Opti Ferti, outil d’aide à la décision

Optimiser la fertilisation organique de printemps sur céréales. Pour qui ? Pour quoi ?

Un système biologique n’est pas simplement raisonné à l’échelle d’une campagne de production et d’une parcelle mais bien à l’échelle d’une rotation sur l’ensemble de l’exploitation. La structure et la fertilité du sol sont essentielles à la durabilité du système. La diversité des cultures dans la rotation permet de mieux maîtriser adventices et maladies.
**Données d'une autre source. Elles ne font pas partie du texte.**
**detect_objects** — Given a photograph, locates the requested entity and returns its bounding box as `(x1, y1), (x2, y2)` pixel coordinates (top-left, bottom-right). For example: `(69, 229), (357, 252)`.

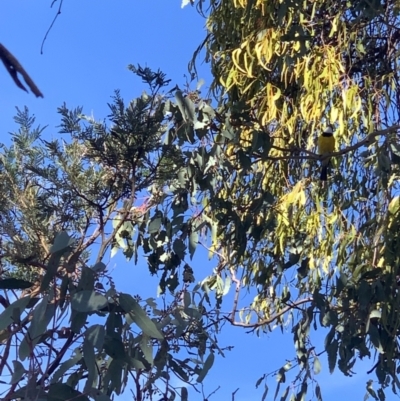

L’introduction de légumineuses dans la rotation et l’utilisation des amendements organiques produits sur la ferme améliorent la structure et permettent d’apporter de l’azote.

Tous ces leviers constituent une fertilisation de fond, réfléchie à l’échelle de la rotation : ” on nourrit les micro-organismes du sol qui permettront de nourrir la plante “. L’azote organique apportée (par la végétation, les matières organiques) est transformé par les micro-organismes du sol pour nourrir la plante. Mais à certaines périodes de l’année, les besoins nutritifs des plantes ne sont pas couverts par la minéralisation du sol. C’est le cas par exemple des céréales d’hiver à la sortie de l’hiver, qui ont un gros besoin en azote au stade tallage-montaison pas nécessairement couvert par la minéralisation des matières organiques, ralentie à ce moment de l’année.

Pour couvrir ces besoins, un apport de matière organique qui minéralise rapidement est réalisé. Cet apport répond au besoin de la plante (engrais organique du commerce, mais aussi fumiers de volailles). Mais les effets de ces apports sont variables et mal évalués. Les engrais minéraux utilisés par l’agriculture conventionnelle sont directement absorbables par la plante. Les apports de matière organique rapidement minéralisables doivent tout de même être minéralisés par les micro-organismes du sol.

Sur ce point, l’approche classique dite ” des bilans ” ne suffit pas, puisque le rendement n’est pas directement conditionné par la dose d’azote apportée mais également, et de manière prépondérante, par la capacité du sol à rendre disponible cet apport au printemps. Une étude de 7 années sur la fertilisation organique azotée de printemps sur des parcelles de blé d’hiver biologiques en Bretagne a permis de mieux comprendre le fonctionnement de ces engrais organiques et les facteurs qui conditionnent l’efficacité de ces apports.

Cette étude a permis de construire Opti Ferti. Cet outil vous accompagne dans votre choix de fertiliser ou non, à quelle dose et pour quel prix, en 3 étapes :

  • 1 : on estime la capacité d’une parcelle de blé d’hiver à valoriser un apport organique au printemps.
  • 2 : on évalue le gain de rendement potentiel selon la dose d’azote organique apportée.
  • 3 : on évalue la rentabilité économique de l’apport selon le prix du blé et de l’unité d’azote organique.

C’est là l’enjeu d’Opti Ferti : vous accompagner dans votre prise de décision avec les données facilement accessibles.